Valeria sintió un temblor interno. No de miedo. De todo lo contrario.
—Damián…
—No te voy a dejar sola en esta guerra —continuó él, con una voz grave y suave a la vez—. Si te metes al infierno, yo voy contigo. Si luchas, lucho. Si sangras, voy a ser el que te cubra. Y si tienes que morir… —se detuvo, respiró hondo—. Moriré contigo.
El aire entre ellos se volvió inflamable.
Valeria, atrapada entre sus brazos, entre su rabia y su devoción, entre su destino y su temor, solo dijo una cosa:
—No digas eso. No quiero perderte tampoco.
El plan
El momento se rompió cuando Damián se alejó un paso y volvió al modo táctico. Ella también enderezó la espalda, limpiándose las emociones del rostro como quien enjuga sangre para seguir peleando.

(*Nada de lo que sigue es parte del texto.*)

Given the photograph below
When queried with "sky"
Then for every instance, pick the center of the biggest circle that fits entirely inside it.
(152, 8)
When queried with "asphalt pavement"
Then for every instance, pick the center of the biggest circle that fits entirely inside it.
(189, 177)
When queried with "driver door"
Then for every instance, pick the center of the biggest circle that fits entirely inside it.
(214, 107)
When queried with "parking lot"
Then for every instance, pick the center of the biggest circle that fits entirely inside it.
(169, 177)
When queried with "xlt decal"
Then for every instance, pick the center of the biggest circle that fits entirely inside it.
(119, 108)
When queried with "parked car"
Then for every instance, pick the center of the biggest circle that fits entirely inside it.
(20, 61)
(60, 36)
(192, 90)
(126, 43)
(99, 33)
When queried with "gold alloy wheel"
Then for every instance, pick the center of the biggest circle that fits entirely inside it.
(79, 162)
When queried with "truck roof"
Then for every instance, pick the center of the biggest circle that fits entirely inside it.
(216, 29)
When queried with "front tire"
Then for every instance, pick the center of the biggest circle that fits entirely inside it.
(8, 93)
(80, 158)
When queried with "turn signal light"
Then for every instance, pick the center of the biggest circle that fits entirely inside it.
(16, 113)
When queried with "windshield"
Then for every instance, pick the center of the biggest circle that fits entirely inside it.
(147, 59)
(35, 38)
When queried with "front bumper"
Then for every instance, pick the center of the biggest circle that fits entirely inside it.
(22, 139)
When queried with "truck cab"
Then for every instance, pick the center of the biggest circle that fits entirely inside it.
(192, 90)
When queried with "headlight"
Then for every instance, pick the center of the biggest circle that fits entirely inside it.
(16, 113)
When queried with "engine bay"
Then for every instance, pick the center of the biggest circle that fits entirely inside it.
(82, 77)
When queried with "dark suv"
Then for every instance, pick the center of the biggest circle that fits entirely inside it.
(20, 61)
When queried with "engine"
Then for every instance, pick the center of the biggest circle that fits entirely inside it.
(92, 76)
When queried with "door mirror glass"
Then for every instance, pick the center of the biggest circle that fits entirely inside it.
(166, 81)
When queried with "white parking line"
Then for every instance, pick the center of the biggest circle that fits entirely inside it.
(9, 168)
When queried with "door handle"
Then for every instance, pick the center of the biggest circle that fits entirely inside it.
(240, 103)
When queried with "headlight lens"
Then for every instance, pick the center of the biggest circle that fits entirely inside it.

—Bien —dijo Valeria—. Tenemos que dividir esto en dos objetivos: sobrevivir… y obtener respuestas.
—Y matar a quien se interponga —añadió él.
Ella no lo negó.
—Primero, rutas de salida —dijo él desplegando un mapa antiguo del puerto viejo—. Estos son los callejones útiles, cámaras apagadas, muelles abandonados y zonas sin patrullaje.
Valeria los estudió con rapidez.
—El punto que marcaron en el mensaje… —señaló uno de los muelles deteriorados—. Aquí no hay iluminación. Madera vieja. Agua profunda. Si quieren tirar cuerpos, es el lugar perfecto.
—Exacto —respondió Damián—. Nos quieren vulnerables.
—No conocen mi definición de vulnerable —replicó ella.
—Amén —dijo él.
Armas y máscaras
Valeria se acercó a la mesa donde él había puesto una fila de armas.
—Quiero algo pequeño, rápido y silencioso —dijo.
Damián le pasó dos dagas cortas, negras, ligeras, equilibradas.
—¿Te van bien?
Ella las tomó, giró las muñecas, las probó en el aire con movimientos precisos. La facilidad con la que las manejaba habría asustado a cualquiera… excepto a Damián, que la miraba con una mezcla de orgullo y preocupación.
—Perfectas.
Luego le ofreció una pistola compacta, cargador doble, silenciador.
—Ésta también la llevas.
Valeria la aceptó sin dudar.
—¿Y tú?
Damián cargó una pistola más grande, un cuchillo oculto en la pierna, un arma secundaria en la espalda y una tercera en el tobillo.
Valeria levantó una ceja.
—Planeas una guerra.
—Planeo que vuelvas conmigo —respondió.
Después, le ofreció algo inesperado.
Una máscara negra, minimalista, que solo cubría los ojos y parte de las mejillas.
Ella la tomó, sorprendida.
—¿Para qué?
Damián la observó con una seriedad penetrante.
—Porque el Cónclave no puede saber tu rostro todavía. No hasta que elijas tú cuándo mostrarlo.
Valeria sintió un escalofrío.
—Gracias.
—Póntela —pidió él.
Ella obedeció.
Y en ese instante, Damián se quedó quieto.
Inmóvil.
Mirándola como si la estuviera viendo por primera vez.
—¿Qué? —preguntó ella.
—Pareces… la sombra misma —dijo él—. La hija de la noche que ellos crearon… pero que ahora va a destruirlos.
Un estremecimiento recorrió la espalda de Valeria.
No de miedo.
De poder.
La revelación antes de la batalla
Cuando terminaron de prepararse, Valeria volvió al cuaderno. Lo abrió por una página marcada con una doble línea roja. Nunca la había notado antes. Debía haber pasado por alto ese doble trazo.
Al leerla, su respiración se cortó.
Y lo que vio cambió el rumbo de todo.
Un nombre.
Un nombre que ella conocía.
Un nombre que jamás habría imaginado en esa lista.
Sus dedos se tensaron sobre el papel.
Damián notó el cambio en su rostro.
—Valeria… ¿qué dice?
Ella levantó la mirada, pálida, confundida, herida.
—Damián… —susurró—. Mi padre… escribió aquí… que alguien cercano a mí… era parte del Cónclave.
Damián abrió los ojos.
—¿Quién?
Ella lo miró sin poder decirlo en voz alta todavía.
—Es imposible —susurró—. Es alguien que no debería estar aquí. Alguien que no tiene sentido. Alguien que… que me importa.